Governance is now an engineering concern
"Move fast" met regulation. AI systems make consequential decisions (hiring, lending, healthcare, content), and governance — the rules, controls, and accountability for how AI is built and used — is now something engineers must design into systems, not bolt on later. It's increasingly a legal requirement and a table-stakes expectation for enterprise customers.
The regulatory landscape (know the map)
- EU AI Act — the first comprehensive AI law: risk-tiered obligations (next chapter), phasing in through 2025–2027, with real penalties. Applies to anyone offering AI in the EU. The de-facto global reference.
- GDPR & privacy law — governs personal data anywhere it's processed (including in prompts, training data, and outputs); consent, minimization, the right to erasure, automated-decision rights.
- Sector rules — finance (fair lending, model risk management SR 11-7), healthcare (HIPAA), hiring (NYC Local Law 144 bias audits), etc.
- Frameworks & standards — NIST AI RMF, ISO/IEC 42001 (AI management systems) — voluntary but shape "reasonable" practice.
What governance covers
- Risk assessment — what could go wrong, and how bad (bias, privacy, safety, misinformation)?
- Data governance — provenance, consent, quality, privacy of training/serving data.

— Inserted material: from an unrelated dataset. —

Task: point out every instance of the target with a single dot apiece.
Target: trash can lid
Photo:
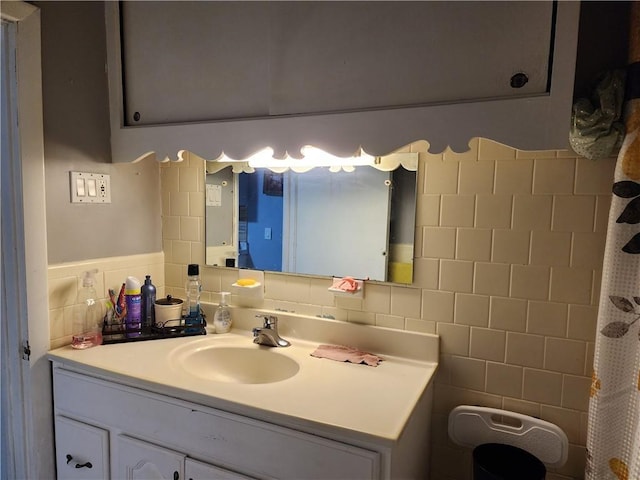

- Transparency — disclosing AI use, documenting how the system works.
- Accountability — who's responsible, audit trails, human oversight for high-stakes decisions.
- Ongoing monitoring — governance isn't a launch checklist; it's continuous (bias drift, new risks).
The engineer's role
You don't need to be a lawyer, but you must be able to build the controls governance requires: access control, audit logging, PII handling, human-in-the-loop, documentation, and monitoring — the topics of this course. "Responsible AI" is the sum of security + privacy + fairness + transparency + accountability, engineered in.